The United States has been increasingly concerned about Beijing’s potential attempts to acquire Taiwan’s vital chip technology.
There have been suggestions by some former US officials to take extreme measures, such as warning China that TSMC facilities would be destroyed if the island was occupied, as a means of deterrence and preventing Beijing from acquiring Taiwan’s crucial chip production plants.
However, Taiwanese officials have been dismissive of such ideas, and currently, there are no plans to consider such tactics.
For instance, Taiwan’s security chief has allayed these concerns by assuring that Taiwan’s semiconductor industry, which serves as a flagship sector, would not be targeted for destruction in the event of a Chinese invasion.
Meanwhile, in response to American concerns, Taiwan has committed to collaborating with the United States and its allies to prevent China’s military from acquiring advanced chip technologies.
Several countries have actively courted Taiwan Semiconductor Manufacturing Co. (TSMC) to expand its operations within their countries. TSMC, in turn, has made significant investments, amounting to billions of dollars, in establishing a chip fabrication plant in Arizona, USA.
According to the US National Security Council, the potential loss of Taiwan Semiconductor Manufacturing Co. (TSMC) in the event of a Chinese invasion of Taiwan is estimated to have a staggering impact on the global economy, exceeding US$1 trillion.

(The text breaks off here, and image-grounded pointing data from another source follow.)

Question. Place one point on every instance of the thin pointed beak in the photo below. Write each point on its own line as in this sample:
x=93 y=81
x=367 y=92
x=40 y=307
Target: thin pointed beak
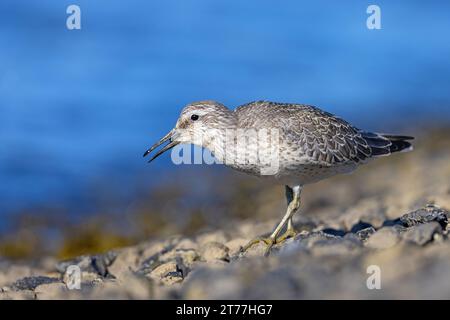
x=170 y=145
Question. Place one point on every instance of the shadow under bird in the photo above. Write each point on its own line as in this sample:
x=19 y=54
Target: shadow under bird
x=311 y=145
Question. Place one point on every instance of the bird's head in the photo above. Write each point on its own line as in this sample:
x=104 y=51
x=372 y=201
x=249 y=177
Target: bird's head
x=196 y=125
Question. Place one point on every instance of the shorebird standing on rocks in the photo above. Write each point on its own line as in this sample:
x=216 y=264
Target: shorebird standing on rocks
x=289 y=144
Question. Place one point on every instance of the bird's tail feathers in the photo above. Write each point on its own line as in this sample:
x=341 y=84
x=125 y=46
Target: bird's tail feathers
x=385 y=144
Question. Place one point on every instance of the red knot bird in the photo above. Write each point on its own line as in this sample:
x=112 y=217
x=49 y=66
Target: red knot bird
x=288 y=144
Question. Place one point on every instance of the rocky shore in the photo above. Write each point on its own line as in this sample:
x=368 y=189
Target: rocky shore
x=411 y=254
x=380 y=233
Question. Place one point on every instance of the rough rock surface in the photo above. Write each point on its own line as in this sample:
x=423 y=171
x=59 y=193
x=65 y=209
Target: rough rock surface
x=412 y=253
x=388 y=219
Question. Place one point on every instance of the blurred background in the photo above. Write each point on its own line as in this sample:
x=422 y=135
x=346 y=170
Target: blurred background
x=79 y=107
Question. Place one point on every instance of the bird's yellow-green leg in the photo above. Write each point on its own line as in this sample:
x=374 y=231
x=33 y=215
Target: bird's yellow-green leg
x=289 y=233
x=293 y=199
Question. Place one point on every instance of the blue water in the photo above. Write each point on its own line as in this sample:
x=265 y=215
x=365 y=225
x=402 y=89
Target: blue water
x=78 y=108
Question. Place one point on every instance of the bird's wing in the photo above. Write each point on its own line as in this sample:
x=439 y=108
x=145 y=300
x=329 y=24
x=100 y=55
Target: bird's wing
x=325 y=138
x=318 y=135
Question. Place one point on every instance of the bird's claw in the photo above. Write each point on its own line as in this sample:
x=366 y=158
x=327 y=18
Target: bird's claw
x=290 y=233
x=269 y=242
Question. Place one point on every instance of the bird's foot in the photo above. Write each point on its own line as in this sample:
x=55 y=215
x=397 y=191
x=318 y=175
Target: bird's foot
x=269 y=242
x=290 y=233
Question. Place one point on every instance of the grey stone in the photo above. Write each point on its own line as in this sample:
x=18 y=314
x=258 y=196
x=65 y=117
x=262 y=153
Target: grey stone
x=423 y=234
x=384 y=238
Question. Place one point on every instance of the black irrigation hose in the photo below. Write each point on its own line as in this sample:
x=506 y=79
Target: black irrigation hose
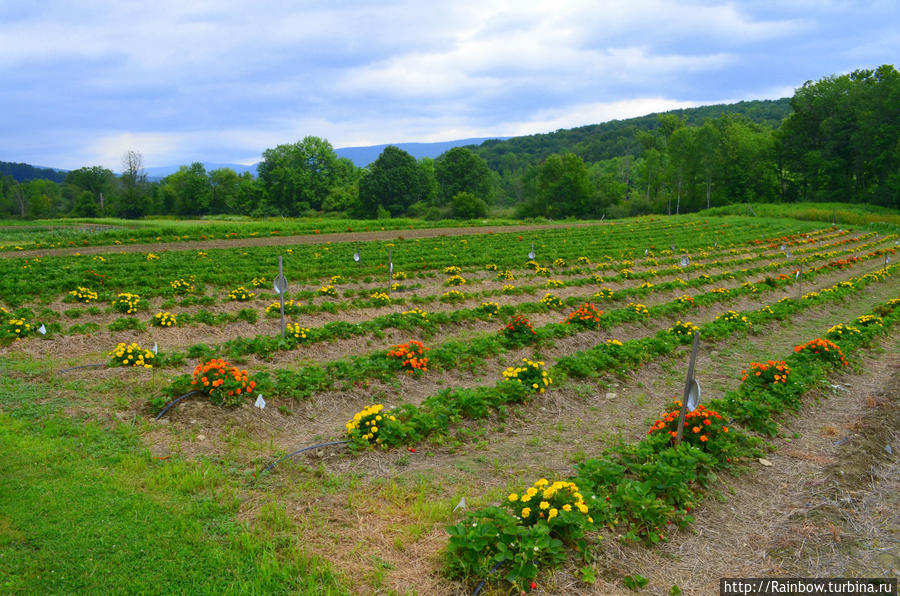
x=481 y=585
x=98 y=365
x=289 y=455
x=173 y=402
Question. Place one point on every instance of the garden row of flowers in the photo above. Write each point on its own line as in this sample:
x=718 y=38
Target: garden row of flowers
x=644 y=491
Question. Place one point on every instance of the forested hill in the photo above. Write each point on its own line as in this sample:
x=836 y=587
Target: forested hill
x=597 y=142
x=22 y=172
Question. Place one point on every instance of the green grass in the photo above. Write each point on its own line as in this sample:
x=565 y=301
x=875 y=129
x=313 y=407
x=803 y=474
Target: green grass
x=85 y=509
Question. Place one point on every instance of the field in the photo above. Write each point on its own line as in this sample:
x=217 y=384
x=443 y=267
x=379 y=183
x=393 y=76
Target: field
x=134 y=461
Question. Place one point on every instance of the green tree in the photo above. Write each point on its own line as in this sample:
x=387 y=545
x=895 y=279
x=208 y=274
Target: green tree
x=461 y=170
x=299 y=177
x=392 y=182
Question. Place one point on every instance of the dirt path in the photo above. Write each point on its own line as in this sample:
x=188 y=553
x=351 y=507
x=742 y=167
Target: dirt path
x=292 y=240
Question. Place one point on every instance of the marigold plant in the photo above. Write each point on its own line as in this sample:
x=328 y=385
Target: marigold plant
x=371 y=426
x=131 y=355
x=127 y=303
x=683 y=329
x=453 y=296
x=586 y=316
x=551 y=301
x=489 y=309
x=767 y=373
x=530 y=374
x=290 y=308
x=559 y=504
x=824 y=349
x=411 y=356
x=638 y=308
x=223 y=383
x=83 y=295
x=869 y=321
x=841 y=331
x=297 y=333
x=183 y=285
x=702 y=426
x=328 y=290
x=240 y=294
x=164 y=319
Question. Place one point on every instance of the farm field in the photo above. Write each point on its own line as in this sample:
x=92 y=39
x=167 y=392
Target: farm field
x=498 y=361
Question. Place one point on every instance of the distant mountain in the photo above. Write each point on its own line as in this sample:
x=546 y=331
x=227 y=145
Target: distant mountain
x=22 y=172
x=363 y=156
x=160 y=172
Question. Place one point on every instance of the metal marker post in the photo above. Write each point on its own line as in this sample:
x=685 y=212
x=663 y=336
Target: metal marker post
x=280 y=285
x=687 y=387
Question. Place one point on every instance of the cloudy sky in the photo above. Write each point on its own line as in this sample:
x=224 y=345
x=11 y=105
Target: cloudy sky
x=220 y=81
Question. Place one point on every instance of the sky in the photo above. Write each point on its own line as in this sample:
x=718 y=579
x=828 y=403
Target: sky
x=82 y=83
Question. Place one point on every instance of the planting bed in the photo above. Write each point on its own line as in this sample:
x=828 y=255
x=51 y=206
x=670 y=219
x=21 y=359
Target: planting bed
x=474 y=406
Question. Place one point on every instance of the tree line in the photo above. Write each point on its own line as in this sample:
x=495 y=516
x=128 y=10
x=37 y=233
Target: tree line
x=837 y=139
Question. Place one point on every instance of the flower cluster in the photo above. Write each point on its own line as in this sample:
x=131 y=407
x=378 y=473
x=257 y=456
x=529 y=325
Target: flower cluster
x=452 y=296
x=769 y=373
x=604 y=294
x=240 y=294
x=295 y=331
x=490 y=309
x=369 y=425
x=411 y=356
x=638 y=309
x=551 y=300
x=840 y=331
x=84 y=295
x=559 y=504
x=15 y=327
x=127 y=303
x=531 y=375
x=683 y=329
x=223 y=383
x=183 y=285
x=290 y=308
x=869 y=321
x=700 y=426
x=586 y=315
x=131 y=355
x=416 y=313
x=164 y=319
x=731 y=316
x=825 y=349
x=328 y=290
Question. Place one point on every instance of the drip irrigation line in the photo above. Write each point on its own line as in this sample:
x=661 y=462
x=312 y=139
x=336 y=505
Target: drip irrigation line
x=481 y=585
x=289 y=455
x=98 y=365
x=173 y=402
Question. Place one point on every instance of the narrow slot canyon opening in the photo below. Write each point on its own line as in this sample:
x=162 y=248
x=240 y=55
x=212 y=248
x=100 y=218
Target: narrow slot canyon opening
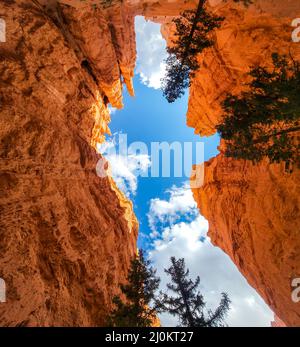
x=170 y=223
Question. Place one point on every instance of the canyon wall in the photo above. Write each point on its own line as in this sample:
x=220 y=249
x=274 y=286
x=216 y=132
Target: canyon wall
x=67 y=235
x=253 y=211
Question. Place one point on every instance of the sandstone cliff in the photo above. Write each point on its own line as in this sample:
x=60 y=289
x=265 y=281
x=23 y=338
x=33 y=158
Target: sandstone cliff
x=253 y=211
x=67 y=235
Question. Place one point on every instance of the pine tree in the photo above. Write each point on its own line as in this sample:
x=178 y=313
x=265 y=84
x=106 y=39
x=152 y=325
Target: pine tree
x=192 y=37
x=137 y=308
x=188 y=304
x=262 y=122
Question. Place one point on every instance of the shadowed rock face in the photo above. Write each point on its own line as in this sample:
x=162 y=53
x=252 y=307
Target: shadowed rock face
x=66 y=236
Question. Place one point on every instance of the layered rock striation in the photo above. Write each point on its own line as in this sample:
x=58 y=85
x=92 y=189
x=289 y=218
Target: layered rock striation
x=67 y=235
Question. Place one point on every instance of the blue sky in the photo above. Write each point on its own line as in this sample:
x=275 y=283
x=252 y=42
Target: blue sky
x=148 y=117
x=170 y=223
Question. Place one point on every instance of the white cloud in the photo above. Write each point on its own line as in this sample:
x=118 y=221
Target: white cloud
x=179 y=203
x=125 y=169
x=151 y=53
x=188 y=239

Experts have pointed out that TSMC represents a complete ecosystem that is highly unlikely to be relocated. Even if Beijing were to occupy TSMC, it would be virtually impossible for them to maintain the chip production capabilities of the company.
TSMC is the leading global contract chip maker with advanced technologies crucial for providing consistent chip supplies worldwide. TSMC relies on state-of-the-art facilities to produce these chips.
Chen Ming-tong, secretary general of Taiwan’s National Security Council, highlighted, “If in the event ASML [the Dutch multinational that provides key supplies to the Taiwanese firm] is unable to sell its lithography systems to TSMC, there is nothing TSMC can do.”
Nevertheless, if the Taiwanese chip sector takes a hit, its consequences on the world economy will be devastating.